Kubizuka (首塚, literally neck mound in Japanese, often translated as head tomb) is a burial mound built in Japan with purpose of rest for the souls whose heads were severed because they were killed in battles and fights, captured, or punished by beheadings.

In Japan war performances were verified by identifying the heads of those killed in the battle; in order to console those heads, many kubizuka were built.

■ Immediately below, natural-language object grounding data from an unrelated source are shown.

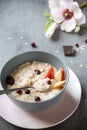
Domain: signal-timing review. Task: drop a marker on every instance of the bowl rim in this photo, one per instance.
(43, 101)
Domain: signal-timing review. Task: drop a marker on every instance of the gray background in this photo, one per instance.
(21, 23)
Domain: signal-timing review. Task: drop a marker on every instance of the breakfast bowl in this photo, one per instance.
(45, 74)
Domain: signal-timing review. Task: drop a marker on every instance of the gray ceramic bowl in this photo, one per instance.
(30, 56)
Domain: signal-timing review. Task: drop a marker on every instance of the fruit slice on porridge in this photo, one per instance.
(59, 76)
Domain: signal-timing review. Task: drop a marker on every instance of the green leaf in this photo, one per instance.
(77, 29)
(48, 24)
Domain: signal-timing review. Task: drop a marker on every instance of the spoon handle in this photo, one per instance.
(13, 89)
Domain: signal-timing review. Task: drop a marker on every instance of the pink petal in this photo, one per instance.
(82, 20)
(57, 14)
(77, 11)
(68, 25)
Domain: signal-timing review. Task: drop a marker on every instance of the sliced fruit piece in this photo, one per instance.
(60, 74)
(50, 73)
(59, 84)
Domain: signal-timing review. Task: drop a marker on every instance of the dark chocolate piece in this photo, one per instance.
(68, 50)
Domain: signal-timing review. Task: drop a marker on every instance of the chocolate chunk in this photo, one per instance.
(68, 50)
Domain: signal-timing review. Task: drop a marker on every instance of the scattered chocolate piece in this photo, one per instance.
(33, 44)
(77, 44)
(27, 91)
(10, 80)
(37, 98)
(37, 72)
(68, 50)
(19, 92)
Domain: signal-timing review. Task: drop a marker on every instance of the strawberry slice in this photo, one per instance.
(50, 73)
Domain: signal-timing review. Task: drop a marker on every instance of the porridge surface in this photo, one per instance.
(33, 74)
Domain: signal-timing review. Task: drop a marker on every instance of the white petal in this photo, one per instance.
(68, 25)
(53, 4)
(51, 30)
(57, 14)
(65, 3)
(82, 20)
(77, 11)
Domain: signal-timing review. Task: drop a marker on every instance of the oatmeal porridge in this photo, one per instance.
(45, 78)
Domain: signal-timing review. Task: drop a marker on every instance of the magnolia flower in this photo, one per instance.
(66, 14)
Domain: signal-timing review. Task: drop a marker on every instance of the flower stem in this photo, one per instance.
(83, 5)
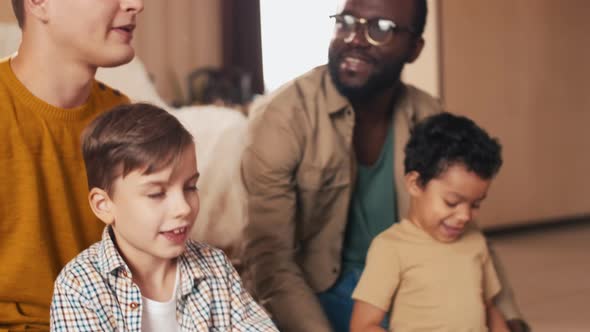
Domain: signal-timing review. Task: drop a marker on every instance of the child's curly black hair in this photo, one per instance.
(444, 139)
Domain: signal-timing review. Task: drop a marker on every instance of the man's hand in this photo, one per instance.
(517, 325)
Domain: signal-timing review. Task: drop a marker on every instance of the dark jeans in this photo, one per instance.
(337, 301)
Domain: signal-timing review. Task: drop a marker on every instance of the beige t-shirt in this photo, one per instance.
(429, 285)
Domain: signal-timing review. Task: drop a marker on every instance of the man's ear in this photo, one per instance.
(416, 50)
(37, 9)
(102, 205)
(413, 186)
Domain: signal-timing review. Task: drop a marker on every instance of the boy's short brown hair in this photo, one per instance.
(131, 137)
(18, 6)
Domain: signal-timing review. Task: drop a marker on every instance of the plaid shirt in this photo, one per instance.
(95, 292)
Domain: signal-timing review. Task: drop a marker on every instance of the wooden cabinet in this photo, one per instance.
(521, 69)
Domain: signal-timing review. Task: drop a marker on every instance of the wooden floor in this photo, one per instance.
(549, 269)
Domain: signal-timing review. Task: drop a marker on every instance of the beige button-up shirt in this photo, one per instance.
(298, 169)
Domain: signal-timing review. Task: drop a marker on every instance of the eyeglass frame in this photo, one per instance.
(365, 22)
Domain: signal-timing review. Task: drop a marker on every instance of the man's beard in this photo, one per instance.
(385, 77)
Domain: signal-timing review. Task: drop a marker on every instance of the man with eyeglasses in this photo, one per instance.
(323, 168)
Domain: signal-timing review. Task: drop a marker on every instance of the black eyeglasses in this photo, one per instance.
(378, 31)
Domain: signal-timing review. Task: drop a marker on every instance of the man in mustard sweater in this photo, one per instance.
(47, 96)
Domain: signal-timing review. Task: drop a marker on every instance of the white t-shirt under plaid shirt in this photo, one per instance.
(95, 292)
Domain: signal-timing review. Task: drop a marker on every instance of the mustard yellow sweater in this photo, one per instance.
(45, 219)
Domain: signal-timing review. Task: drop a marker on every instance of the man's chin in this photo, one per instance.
(115, 60)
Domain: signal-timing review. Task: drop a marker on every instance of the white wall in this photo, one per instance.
(295, 37)
(425, 72)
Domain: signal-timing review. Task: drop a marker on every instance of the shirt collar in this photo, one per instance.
(191, 272)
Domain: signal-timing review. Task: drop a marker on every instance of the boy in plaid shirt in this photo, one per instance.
(145, 274)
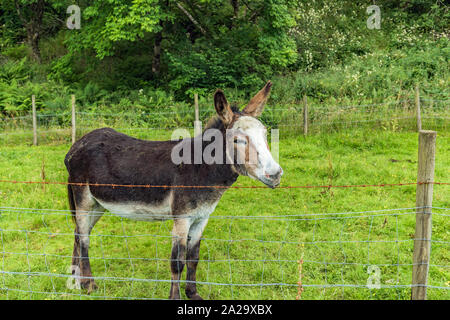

There are kubizuka enshrining a single person (like an enemy samurai commander), so they do not become a vengeful onryō later, and kubizuka enshrining many soldiers killed in one battle (huge one like the Battle of Sekigahara) together, even though they were zohyo (common soldiers); a great number of both types of kubizuka still exist throughout Japan.

Related subjects 
Mimizuka (耳塚, ear mound, an alteration of the original hanazuka 鼻塚, nose mound ) is a tomb where the noses of the killed Korean and Chinese soldiers and civilians  in the Japanese invasions of Korea (1592–1598) were gathered and buried as the substitute of heads, because it was impossible to bring back the severed heads from overseas; it has the same symbolic meaning as kubizuka. It is located near the front of present-day Toyokuni Shrine (Kyoto), and originally was in front of the gate of Hoko-ji Temple in Higashiyama Ward in Kyoto.

Kubizuka across Japan 
 Kubizuka of Akechi Mitsuhide: located at the side of Mochitora confectionery shop at Sanjo-Sagaru (to the south of Sanjo), Shirakawa-dori Street, Kyoto.
 Kubizuka of Amakusa Shirō, (also being referred to as Senninzuka – memorial mound of 1000 people): located at the ruins of Hara Castle in Kami-Amakusa, Kumamoto Prefecture
 Kubizuka of Asari Katsuyori: located at Hiyama, Noshiro, Akita.
 Kubizuka of Ashikaga Yoshinori: Shinjo Ankokuji Temple, Katō, Hyōgo.
 Kubizuka of Bessho Nagaharu: Miki, Hyōgo.
 Kubizuka for the dead in the Battle of Kawanakajima: two Kubizuka inside and one outside of the Hachimanpara historic park, Nagano.
 Kubizuka of Kiso Yoshinaka: located at Yasaka-no-to Pagoda, Yasui Higashiyama, Kyoto.
 Kubizuka of Kusunoki Masashige: Teramoto Kanshinji Temple, Kawachinagano, Osaka Prefecture.
 Kubizuka for the dead in the Battle of Komaki and Nagakute: located at Yazako, Nagakute, Aichi Prefecture.
 Kubizuka of Kondō Isami: located at Hozo-ji Temple, Motojuku, Okazaki, Aichi.
 Kubizuka of Soga no Iruka: located at Asuka, Nara.
 Kubizuka of Taira no Masakado: located at Ōtemachi, Chiyoda, Tokyo.
 Kubizuka of Nitta Yoshisada: Sagano Takiguchi-dera, Kyoto
 Kubizuka of Matsudaira Nobuyasu: located at Moriguro, Asahi-cho, Okazaki City, Aichi Prefecture.
 Oni Kubizuka: located along National Route 21, Oniiwa Park, Mitake, Gifu.
 Kubizuka of Munenaga Yamaguchi: Daishoji Shincho, Kaga City, Ishikawa Prefecture.
 Kubizuka of Christian martyrs of  in 1657: In front of Haraguchimachi Community Center, Ōmura, Nagasaki.